Department of Psychiatry, Stony Brook University Medical Center, Stony Brook, New York.
J Nucl Med. 2019 Apr;60(4):555-560. doi: 10.2967/jnumed.118.214320. Epub 2018 Aug 30.
Attenuation correction is a notable challenge associated with simultaneous PET/MRI, particularly in neuroimaging, where sharp boundaries between air and bone volumes exist. This challenge leads to concerns about the visual and, more specifically, quantitative accuracy of PET reconstructions for data obtained with PET/MRI. Recently developed techniques can synthesize attenuation maps using only MRI data and are likely adequate for clinical use; however, little work has been conducted to assess their suitability for the dynamic PET studies frequently used in research to derive physiologic information such as the binding potential of neuroreceptors in a region. At the same time, existing PET/MRI attenuation correction methods are predicated on synthesizing CT data, which is not ideal, as CT data are acquired with much lower-energy photons than PET data and thus do not optimally reflect the PET attenuation map. We trained a convolutional neural network to generate patient-specific transmission data from T1-weighted MRI. Using the trained network, we generated transmission data for a testing set comprising 11 subjects scanned with C-labeled -[2-]4-(2-methoxyphenyl)-1-piperazinyl]ethyl]--(2-pyridinyl)cyclohexanecarboxamide) (C-WAY-100635) and 10 subjects scanned with C-labeled 3-amino-4-(2-dimethylaminomethyl-phenylsulfanyl)benzonitrile (C-DASB). We assessed both static and dynamic reconstructions. For dynamic PET data, we report differences in both the nondisplaceable and the free binding potential for C-WAY-100635 and distribution volume for C-DASB. The mean bias for generated transmission data was -1.06% ± 0.81%. Global biases in static PET uptake were -0.49% ± 1.7%, and -1.52% ± 0.73% for C-WAY-100635 and C-DASB, respectively. Our neural network approach is capable of synthesizing patient-specific transmission data with sufficient accuracy for both static and dynamic PET studies.

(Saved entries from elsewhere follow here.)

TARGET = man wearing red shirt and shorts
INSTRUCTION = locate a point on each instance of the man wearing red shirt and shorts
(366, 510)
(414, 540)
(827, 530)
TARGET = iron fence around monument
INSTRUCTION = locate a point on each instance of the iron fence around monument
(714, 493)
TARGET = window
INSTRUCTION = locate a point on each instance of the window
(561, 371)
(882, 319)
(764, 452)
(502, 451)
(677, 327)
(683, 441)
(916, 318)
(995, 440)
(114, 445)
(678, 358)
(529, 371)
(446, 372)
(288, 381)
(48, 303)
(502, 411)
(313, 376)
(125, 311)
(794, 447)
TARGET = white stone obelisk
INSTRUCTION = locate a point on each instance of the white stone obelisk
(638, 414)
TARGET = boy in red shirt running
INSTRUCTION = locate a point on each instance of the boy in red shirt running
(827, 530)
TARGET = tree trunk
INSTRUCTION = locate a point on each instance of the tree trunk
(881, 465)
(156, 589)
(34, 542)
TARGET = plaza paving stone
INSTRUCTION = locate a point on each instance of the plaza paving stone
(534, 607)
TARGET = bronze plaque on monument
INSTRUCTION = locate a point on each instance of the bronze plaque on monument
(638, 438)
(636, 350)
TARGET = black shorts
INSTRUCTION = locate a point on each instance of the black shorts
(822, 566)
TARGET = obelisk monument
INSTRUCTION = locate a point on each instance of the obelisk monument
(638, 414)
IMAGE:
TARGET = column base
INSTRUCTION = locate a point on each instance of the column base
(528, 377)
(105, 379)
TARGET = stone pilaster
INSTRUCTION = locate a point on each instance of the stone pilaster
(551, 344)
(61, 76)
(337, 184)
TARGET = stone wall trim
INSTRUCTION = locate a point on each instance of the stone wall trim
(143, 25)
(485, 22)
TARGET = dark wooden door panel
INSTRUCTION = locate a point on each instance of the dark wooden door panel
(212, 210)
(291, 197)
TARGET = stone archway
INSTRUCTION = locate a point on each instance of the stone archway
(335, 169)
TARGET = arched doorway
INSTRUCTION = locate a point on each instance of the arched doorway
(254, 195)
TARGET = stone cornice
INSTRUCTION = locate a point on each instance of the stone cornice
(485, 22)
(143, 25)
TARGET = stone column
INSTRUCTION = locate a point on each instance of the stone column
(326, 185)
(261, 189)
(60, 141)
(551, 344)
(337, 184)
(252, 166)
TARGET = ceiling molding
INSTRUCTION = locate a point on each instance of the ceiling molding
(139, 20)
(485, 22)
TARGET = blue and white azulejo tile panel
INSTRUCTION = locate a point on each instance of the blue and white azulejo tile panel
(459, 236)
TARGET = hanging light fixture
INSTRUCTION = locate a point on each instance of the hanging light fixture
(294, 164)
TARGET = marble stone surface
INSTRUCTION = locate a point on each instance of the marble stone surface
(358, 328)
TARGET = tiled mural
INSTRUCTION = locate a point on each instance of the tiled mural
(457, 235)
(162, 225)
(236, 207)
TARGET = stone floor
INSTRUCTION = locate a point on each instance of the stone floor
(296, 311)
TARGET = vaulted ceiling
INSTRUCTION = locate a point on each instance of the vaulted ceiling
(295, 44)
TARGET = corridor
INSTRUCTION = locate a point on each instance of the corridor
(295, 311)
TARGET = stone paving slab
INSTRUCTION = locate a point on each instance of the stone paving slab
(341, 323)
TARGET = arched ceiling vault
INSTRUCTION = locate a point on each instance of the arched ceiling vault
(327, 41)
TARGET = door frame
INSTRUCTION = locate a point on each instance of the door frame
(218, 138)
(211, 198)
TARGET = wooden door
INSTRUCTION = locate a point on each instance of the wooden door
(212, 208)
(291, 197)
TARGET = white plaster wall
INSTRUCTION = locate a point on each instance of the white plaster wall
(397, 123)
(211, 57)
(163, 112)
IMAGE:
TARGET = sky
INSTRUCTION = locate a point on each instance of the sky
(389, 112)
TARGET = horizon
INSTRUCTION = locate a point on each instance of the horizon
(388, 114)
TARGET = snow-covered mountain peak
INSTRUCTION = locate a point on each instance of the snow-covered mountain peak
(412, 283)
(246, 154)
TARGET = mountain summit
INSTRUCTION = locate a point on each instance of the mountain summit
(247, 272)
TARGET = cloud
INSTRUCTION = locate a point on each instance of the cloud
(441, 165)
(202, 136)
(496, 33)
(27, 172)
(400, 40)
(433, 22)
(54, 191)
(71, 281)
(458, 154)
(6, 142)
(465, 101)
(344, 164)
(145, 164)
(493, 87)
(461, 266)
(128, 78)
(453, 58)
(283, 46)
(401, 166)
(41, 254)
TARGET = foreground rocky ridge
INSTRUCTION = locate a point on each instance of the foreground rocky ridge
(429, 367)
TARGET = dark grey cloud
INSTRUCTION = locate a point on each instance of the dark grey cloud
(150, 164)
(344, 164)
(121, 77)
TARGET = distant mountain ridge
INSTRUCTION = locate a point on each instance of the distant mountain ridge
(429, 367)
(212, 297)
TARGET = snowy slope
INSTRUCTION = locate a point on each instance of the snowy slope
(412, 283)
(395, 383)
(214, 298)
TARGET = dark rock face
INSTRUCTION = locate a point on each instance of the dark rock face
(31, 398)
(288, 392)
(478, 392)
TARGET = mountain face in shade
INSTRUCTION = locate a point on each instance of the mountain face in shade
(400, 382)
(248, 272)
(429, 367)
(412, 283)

衰减校正对于同时进行的 PET/MRI 是一个显著的挑战,特别是在神经影像学中,存在空气和骨体积之间的明显边界。这一挑战导致人们对 PET 重建的视觉效果,更具体地说是定量准确性产生了担忧,因为这些重建是基于 PET/MRI 获得的数据。最近开发的技术可以仅使用 MRI 数据来合成衰减图,这些技术可能足以满足临床应用的需求;然而,几乎没有工作评估这些技术对于在研究中经常使用的动态 PET 研究的适用性,这些研究旨在获取生理信息,如一个区域中神经受体的结合潜能。与此同时,现有的 PET/MRI 衰减校正方法基于合成 CT 数据,这并不理想,因为 CT 数据是用比 PET 数据能量低得多的光子采集的,因此不能最佳地反映 PET 衰减图。我们训练了一个卷积神经网络,从 T1 加权 MRI 生成患者特定的透射数据。使用训练好的网络,我们为一个测试集生成了透射数据,该测试集包括 11 名使用 C-标记的-[2-]-4-(2-甲氧基苯基)-1-哌嗪基]乙基]-[(2-吡啶基)环己烷甲酰胺](C-WAY-100635)和 10 名使用 C-标记的 3-氨基-4-(2-二甲基氨甲基-苯基硫代)苯甲腈(C-DASB)进行扫描的受试者。我们评估了静态和动态重建。对于动态 PET 数据,我们报告了 C-WAY-100635 的不可置换和自由结合潜能以及 C-DASB 的分布容积的差异。生成的透射数据的平均偏差为-1.06%±0.81%。静态 PET 摄取的全局偏差分别为-0.49%±1.7%和-1.52%±0.73%,分别用于 C-WAY-100635 和 C-DASB。我们的神经网络方法能够以足够的精度合成用于静态和动态 PET 研究的患者特定的透射数据。